Memes da derrota do Flamengo para o Del Valle serviu de 'marketing gratuito' para marca de sucos
Revés do clube carioca na decisão da Recopa promoveu exposição espontânea da Del Valle; especialistas analisam esse fenômeno
Assim como já havia acontecido nas eliminações diante do Corinthians, pela Copa Libertadores, e São Paulo, na Copa Sul-Americana, o Indepediente Del Valle, do Equador, fez mais uma vez história contra um grande brasileiro, ao vencer o Flamengo na decisão da Recopa, nas penalidades, dentro do estádio do Maracanã.
E como nas outras ocasiões, a marca de sucos Del Valle viralizou nas redes sociais com centenas de memes que faziam alusão às gozações diante de seus adversários ou até mesmo em postagens de personalidades do futebol, caso do atacante Deyverson, do Cuiabá, e do ex-zagueiro Rodrigo, ex-Vasco e São Paulo, que publicaram em suas contas no Instagram fotos com imagem do suco, e até mesmo o apresentador Neto, da TV Bandeirantes, que apareceu segurando uma embalagem da marca.
De acordo com especialistas, essa exposição gratuita pode ter vantagens momentâneas ou mais duradouras dependendo do vencedor e do quanto querem ser explorados.

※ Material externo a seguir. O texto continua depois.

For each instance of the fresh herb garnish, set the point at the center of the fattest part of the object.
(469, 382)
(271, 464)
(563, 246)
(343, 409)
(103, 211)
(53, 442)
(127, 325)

"Como diria Falcão, não o ex-jogador, mas o cantor, no futebol o resultado não é tudo, mas é 100%. E se o Flamengo, literalmente, 'engolisse' o Del Valle numa partida memorável no Maracanã, e levasse os 70 mil presentes e dezenas de milhões ao êxtase com uma goleada? Certamente a marca de sucos surfaria a onda, porque estaria se conectando positivamente com milhões de flamenguistas num momento altamente positivo. Com a derrota, a marca é lembrada, demonstra força e recall. Mas fica apenas nisso", explica Armênio Neto, especialista em novos negócios do esporte, e que já gerenciou o departamento de marketing do Santos na época do ex-jogador Neymar.
Um fato curioso é que os sucos Del Valle não tem qualquer relação com o Independiente Del Valle. Fundado em 1958, recebeu o 'Del Valle' em razão de a cidade-sede Sangolquí, em Quito, ficar dentro de um vale. Mesmo assim, quando a equipe equatoriana enfrenta os tradicionais times brasileiros, os memes e gozações nas redes sociais são instantâneos. Foi assim, por exemplo, quando o Del Valle eliminou o Corinthians na Copa Libertadores de 2019, e principalmente quando aplicou 5x0 no Flamengo na mesma competição em 2020, além da vitória sobre o São Paulo no final do ano passado, pela Copa Sul-Americana.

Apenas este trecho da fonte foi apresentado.